A number of catheter ablation methodologies have evolved, generally aiming to isolate the pulmonary veins. Two methods for this exist – through either anatomically guided isolation of each pulmonary vein or electrical disconnection of the
pulmonary veins guided by a circular mapping catheter.

In addition to pulmonary vein disconnection, other techniques such as Complex Fractionated Atrial Electrograms (CFAEs) have been tested, Additional sources of abnormal electrical activity in the atria, including electrical rotors and ganglionated
plexuses, can be localised and then ablated. Current ablation strategies have resulted in higher success rates, often up to 80%.


An area of increasing sophistication in this field is the ability to accurately map the areas of heart tissue targeted for ablation. It is now common to create a three-dimensional computerised map of the atria, and to record the progress of the
ablation using computer-generated markers.
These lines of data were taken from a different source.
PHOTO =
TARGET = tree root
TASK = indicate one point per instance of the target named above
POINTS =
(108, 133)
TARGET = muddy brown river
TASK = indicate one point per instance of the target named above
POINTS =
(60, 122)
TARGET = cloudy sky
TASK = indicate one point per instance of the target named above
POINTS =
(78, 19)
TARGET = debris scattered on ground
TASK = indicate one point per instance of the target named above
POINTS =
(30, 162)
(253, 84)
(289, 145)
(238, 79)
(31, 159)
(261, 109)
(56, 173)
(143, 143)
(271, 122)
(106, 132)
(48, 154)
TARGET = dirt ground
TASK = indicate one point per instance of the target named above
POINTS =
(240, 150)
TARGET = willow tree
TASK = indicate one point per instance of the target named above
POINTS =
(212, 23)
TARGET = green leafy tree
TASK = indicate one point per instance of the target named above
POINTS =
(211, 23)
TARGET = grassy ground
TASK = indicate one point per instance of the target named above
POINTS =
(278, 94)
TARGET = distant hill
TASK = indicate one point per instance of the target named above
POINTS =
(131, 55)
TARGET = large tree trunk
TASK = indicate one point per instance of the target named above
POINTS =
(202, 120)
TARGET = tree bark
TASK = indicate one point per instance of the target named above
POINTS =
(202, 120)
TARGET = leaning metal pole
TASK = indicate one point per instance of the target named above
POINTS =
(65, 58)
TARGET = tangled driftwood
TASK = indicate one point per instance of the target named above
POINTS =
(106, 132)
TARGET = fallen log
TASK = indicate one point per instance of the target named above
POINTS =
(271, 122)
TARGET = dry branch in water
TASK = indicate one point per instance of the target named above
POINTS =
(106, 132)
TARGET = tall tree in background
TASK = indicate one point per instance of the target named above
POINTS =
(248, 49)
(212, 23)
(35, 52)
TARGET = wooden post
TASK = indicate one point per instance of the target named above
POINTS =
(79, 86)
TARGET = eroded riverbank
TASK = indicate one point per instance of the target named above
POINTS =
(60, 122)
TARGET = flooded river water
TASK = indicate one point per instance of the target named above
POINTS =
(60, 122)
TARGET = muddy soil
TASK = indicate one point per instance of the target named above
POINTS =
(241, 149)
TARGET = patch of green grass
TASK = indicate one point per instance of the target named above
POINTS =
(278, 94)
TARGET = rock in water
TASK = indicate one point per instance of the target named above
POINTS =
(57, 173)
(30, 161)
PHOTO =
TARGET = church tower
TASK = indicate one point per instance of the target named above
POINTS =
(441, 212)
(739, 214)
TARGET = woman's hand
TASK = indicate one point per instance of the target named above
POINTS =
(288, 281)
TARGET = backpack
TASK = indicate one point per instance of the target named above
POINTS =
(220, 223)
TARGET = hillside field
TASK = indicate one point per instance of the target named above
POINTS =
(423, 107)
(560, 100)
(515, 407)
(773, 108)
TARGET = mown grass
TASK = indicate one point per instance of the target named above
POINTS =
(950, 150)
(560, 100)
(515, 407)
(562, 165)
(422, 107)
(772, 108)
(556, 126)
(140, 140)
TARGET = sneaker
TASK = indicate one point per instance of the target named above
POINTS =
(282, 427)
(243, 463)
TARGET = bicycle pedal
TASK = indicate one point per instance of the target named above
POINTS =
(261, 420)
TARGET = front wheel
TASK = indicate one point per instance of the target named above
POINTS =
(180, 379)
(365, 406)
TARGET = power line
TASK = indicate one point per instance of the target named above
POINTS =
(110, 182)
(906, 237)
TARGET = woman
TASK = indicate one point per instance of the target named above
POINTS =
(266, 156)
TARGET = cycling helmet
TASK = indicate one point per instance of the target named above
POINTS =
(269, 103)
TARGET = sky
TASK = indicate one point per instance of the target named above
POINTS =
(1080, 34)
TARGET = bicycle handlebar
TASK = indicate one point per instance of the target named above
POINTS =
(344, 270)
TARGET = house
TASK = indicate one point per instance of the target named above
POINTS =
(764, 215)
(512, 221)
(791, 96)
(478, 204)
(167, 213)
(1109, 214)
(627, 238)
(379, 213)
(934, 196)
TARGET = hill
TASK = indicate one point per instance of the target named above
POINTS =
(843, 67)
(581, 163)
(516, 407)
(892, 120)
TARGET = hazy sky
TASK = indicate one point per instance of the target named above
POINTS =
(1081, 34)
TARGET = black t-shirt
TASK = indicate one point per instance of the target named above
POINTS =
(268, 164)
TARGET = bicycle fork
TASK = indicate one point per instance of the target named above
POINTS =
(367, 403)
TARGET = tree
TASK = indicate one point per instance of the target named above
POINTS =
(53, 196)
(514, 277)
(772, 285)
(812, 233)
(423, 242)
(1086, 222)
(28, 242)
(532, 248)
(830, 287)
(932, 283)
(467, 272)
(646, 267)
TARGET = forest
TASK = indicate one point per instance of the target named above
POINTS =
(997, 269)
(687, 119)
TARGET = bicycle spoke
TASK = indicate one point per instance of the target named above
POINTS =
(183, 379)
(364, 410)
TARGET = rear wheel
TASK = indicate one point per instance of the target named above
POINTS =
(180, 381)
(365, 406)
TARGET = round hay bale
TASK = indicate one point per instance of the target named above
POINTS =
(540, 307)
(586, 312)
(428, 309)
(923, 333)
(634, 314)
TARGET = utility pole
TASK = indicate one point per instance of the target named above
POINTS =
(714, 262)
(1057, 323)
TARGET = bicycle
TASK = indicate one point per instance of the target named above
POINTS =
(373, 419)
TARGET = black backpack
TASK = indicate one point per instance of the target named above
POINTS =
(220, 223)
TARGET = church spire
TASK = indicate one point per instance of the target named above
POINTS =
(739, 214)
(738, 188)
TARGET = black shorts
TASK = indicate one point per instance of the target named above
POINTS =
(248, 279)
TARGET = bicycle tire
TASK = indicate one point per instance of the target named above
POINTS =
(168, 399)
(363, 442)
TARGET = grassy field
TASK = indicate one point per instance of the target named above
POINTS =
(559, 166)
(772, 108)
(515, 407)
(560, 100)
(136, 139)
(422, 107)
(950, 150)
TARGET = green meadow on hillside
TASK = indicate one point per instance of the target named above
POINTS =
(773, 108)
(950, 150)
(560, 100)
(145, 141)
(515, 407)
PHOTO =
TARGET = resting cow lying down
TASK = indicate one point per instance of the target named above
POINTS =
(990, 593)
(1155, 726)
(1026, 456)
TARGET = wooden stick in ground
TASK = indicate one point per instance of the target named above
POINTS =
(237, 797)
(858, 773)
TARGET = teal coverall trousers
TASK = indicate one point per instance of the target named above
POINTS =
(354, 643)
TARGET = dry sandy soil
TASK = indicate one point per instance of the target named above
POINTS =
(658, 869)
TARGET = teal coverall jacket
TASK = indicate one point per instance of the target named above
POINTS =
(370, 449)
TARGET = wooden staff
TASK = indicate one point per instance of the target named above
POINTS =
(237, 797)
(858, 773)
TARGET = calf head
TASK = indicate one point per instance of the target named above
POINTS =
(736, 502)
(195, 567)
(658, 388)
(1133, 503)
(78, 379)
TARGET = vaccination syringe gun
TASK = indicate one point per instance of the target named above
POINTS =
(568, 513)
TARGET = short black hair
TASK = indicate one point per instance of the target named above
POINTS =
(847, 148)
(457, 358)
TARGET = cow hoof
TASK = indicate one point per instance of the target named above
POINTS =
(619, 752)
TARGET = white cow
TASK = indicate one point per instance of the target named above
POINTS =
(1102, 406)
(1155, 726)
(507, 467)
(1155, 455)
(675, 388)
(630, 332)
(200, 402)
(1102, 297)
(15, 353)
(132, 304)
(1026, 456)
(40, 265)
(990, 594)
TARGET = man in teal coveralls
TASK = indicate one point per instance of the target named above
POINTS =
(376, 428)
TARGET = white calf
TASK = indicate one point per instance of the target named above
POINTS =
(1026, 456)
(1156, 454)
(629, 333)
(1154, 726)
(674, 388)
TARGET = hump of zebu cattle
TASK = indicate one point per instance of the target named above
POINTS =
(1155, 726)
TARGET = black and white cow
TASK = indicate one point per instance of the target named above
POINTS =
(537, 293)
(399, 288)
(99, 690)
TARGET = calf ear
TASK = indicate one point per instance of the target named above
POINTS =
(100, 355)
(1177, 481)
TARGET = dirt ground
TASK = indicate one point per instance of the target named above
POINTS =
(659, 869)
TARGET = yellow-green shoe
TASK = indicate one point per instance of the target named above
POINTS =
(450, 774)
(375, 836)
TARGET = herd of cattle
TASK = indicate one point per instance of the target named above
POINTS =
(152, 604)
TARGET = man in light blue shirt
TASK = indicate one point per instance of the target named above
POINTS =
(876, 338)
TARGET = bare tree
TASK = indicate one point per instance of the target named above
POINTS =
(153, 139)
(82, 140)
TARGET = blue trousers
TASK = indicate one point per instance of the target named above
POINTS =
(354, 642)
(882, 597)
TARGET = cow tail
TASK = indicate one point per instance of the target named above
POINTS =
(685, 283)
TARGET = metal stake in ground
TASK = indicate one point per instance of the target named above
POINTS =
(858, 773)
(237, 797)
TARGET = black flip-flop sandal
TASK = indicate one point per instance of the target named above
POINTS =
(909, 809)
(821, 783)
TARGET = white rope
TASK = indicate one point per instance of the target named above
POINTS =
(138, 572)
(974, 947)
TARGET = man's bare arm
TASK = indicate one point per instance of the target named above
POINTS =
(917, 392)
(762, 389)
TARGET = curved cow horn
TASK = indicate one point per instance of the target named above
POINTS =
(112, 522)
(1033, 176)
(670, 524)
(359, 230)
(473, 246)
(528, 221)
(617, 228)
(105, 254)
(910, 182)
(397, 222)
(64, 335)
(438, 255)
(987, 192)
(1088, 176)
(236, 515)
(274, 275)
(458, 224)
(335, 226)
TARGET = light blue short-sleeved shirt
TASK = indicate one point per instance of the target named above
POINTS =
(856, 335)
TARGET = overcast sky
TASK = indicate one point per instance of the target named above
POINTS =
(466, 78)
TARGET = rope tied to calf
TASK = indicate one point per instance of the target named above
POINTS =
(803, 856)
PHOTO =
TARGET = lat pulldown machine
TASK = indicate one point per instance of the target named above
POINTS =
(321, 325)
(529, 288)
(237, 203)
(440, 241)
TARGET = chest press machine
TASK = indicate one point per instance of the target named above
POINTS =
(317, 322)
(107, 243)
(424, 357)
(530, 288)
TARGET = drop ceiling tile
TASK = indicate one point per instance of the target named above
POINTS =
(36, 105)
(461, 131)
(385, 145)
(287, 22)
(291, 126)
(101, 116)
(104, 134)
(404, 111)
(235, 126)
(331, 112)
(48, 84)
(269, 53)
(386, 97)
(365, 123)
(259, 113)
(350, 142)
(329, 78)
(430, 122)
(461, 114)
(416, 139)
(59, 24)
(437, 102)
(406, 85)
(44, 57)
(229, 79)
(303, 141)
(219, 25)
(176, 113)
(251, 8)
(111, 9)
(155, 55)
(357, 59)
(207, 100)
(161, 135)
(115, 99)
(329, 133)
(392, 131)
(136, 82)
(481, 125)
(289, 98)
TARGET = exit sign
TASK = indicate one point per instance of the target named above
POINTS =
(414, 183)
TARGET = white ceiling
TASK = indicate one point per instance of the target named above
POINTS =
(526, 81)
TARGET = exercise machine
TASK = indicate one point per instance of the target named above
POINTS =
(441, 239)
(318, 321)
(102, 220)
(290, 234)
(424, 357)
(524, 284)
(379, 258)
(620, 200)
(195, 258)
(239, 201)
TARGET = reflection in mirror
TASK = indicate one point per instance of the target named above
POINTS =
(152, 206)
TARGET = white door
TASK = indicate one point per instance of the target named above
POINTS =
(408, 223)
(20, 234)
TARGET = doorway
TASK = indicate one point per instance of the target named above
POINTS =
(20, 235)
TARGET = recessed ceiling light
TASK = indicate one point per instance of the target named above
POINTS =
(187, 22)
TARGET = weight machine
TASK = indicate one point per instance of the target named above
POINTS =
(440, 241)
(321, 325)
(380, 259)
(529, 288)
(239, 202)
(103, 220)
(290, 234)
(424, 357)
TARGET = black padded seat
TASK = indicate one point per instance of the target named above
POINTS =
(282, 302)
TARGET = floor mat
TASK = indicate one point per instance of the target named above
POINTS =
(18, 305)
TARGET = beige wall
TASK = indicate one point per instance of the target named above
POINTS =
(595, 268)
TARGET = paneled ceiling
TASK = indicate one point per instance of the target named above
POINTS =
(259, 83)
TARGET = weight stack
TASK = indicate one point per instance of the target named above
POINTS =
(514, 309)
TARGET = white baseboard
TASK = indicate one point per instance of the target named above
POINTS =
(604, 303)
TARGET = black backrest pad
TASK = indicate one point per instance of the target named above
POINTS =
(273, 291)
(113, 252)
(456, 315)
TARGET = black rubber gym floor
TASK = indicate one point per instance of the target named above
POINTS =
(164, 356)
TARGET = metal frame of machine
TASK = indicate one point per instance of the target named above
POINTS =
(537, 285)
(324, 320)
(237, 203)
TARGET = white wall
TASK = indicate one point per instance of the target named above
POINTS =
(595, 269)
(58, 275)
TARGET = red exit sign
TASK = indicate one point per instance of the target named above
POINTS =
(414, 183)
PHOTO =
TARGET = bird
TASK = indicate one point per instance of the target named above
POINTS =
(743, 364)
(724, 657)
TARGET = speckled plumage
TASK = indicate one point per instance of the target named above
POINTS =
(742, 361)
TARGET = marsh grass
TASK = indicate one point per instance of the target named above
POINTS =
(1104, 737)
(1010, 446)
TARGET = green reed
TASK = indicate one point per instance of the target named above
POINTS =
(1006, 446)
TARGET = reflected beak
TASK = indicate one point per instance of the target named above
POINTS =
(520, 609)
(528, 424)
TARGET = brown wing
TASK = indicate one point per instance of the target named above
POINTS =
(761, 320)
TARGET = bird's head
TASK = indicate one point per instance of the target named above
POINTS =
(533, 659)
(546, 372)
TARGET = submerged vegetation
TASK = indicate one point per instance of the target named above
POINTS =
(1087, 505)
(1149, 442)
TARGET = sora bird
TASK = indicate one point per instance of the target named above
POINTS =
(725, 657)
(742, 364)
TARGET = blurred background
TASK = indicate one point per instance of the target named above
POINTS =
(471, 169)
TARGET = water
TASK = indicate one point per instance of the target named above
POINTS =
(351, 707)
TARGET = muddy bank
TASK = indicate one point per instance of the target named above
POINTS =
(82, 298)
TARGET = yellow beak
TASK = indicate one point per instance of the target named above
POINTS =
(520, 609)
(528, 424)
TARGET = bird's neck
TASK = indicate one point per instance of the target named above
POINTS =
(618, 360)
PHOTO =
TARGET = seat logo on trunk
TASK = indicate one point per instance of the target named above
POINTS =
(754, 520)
In the search for even greater accuracy in the placement of ablation lesions, new technologies can combine a CT or MRI image with electroanatomical computerised mapping, or intracardiac echography. Three-dimensional reconstructions of actual left
atrial-pulmonary vein relationships and highlighted variations in anatomy can then be created. Such technologies have the potential to reduce the learning curve of the procedure and present new prospects for standardisation of the technique.

Together, these methodological and technological advances have significantly improved both the overall success and safety of the procedure since the first experimental and investigational approaches.

A recent review of data from over 23,000 patients justly concluded that although it is still continually changing, catheter ablation can now be considered a mainstream approach to the treatment of A-Fib.